The Israeli Prime Minister, Ehud Olmert, made it clear last night after Israeli ground forces withdrew from Gaza that a 48-hour incursion which claimed more than 100 Palestinian lives was not a “one-time event” and operations against Hamas would continue.
Mahmoud Abbas, the Palestinian President, who has broken off negotiations with Israel in protest at the offensive, yesterday offered to mediate a ceasefire between Hamas and Israel. There was no immediate Israeli reaction to the offer.
But Mr Olmert, who says he still wants negotiations with Mr Abbas’s authority in Ramallah to continue, told the Knesset’s foreign affairs committee that continued military “weakening” of Hamas would strengthen the negotiating process by bolstering the moderate Palestinian leadership as well as curbing rocket fire.

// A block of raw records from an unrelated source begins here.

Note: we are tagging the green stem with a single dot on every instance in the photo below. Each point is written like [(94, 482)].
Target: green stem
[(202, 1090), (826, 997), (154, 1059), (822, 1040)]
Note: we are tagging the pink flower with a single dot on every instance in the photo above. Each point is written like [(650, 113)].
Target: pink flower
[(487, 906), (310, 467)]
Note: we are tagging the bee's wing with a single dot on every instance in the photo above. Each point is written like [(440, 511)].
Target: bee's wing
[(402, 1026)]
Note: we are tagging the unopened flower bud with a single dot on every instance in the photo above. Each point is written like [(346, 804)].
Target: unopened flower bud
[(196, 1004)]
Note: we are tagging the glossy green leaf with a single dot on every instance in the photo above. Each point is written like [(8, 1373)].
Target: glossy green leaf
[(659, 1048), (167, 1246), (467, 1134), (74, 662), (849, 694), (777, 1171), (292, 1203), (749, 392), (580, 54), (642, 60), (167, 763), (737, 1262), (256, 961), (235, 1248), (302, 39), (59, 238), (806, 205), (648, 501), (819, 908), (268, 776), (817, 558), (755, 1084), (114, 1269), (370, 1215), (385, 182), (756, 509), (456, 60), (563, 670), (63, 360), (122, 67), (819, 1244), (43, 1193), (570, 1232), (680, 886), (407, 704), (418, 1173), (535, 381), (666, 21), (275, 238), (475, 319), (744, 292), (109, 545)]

Mr Olmert’s pledge to sustain military pressure on Hamas came as the Israeli human rights agency Btselem challenged military claims that the large majority of those killed in the operation were militants. It declared that at least 54 of 106 Palestinians killed – including 25 minors – did “not take part in the hostilities”.
As the Israeli forces withdrew, it began to emerge that there were fierce exchanges of fire between IDF troops and armed militants almost immediately after the former established positions in the Abed Rabbo district of this heavily populated town.
Although this is a largely Fatah area, some residents said that the “Murabitoun” – a name often given in Gaza to Hamas-dominated militant groups in border zones - regularly functioned in the area only a mile away from Israel and fought for around 90 minutes here before pulling back as the Israeli forces continued their armoured advance under air cover on Saturday.
Ayman Abu Shbak, 30, described how he braved crossfire to cross the alley between his own house and the one opposite where his niece Jaqueline, 16, and his nephew Eyad, 14, lay terminally bleeding after being shot by Israeli forces in the family’s second-floor living room. Mr Abu Shbak said that at one end of the alley – where two burnt-out cars and one badly damaged one were still parked yesterday – troops had taken over a house while at the opposite junction there were about 10 armed militants.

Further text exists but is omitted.